Calculations were run with three molecules (Figure 1) on the publicly available WEBCOCON server, running times varied from one to twelve minutes. All molecules were drawn in the "Alternative Constitutions" module and submitted to the server. The number of solutions suggested for Ascomycin 1 and Oroidin 2 in runs with theoretical and experimental data are shown in table 1. Also, a webpage allowing direct access to the results shown here has been set up on the WEBCOCON server at http://cocon.nmr.de/StructureDiscussion/ (The results are mirrored at http://science.jotjot.net/StructureDiscussion/).
Ascomycin 1 is a well known ethyl derivative of Tacrolimus, it serves as example of a large natural product, featuring 43 Carbon atoms. Using theoretical NMR correlation data (COSY and 13C-HMBC correlations) COCON generates only one solution, independent of whether atom types are defined or not. Using experimental COSY and 13C-HMBC correlation data the structure generator comes up with 100 structural assignments, which are reduced to one when the atom types are fixed as well.

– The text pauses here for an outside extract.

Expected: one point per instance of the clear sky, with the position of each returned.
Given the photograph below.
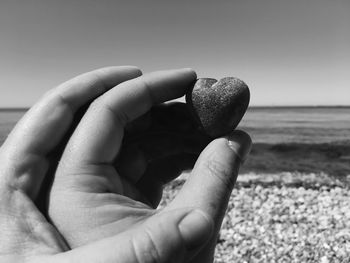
(289, 52)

In this case NMR correlation data was able to define the constitution unambiguously.
Oroidin 2 has been frequently used for the demonstration of COCON. The use of theoretical COSY and 13C-HMBC correlations leads to a total of 16 possible constitutional assignments, also predefining the atom types reduces this set to one constitutional assignment. The experimental data set leads to 252,566 structural assignments generated, which reduce to 1,486 when atom types are predefined as well. Hence the structure can not be safely determined by NMR alone. The original structure determination was carried out by chemical derivatization and total synthesis [25, 26].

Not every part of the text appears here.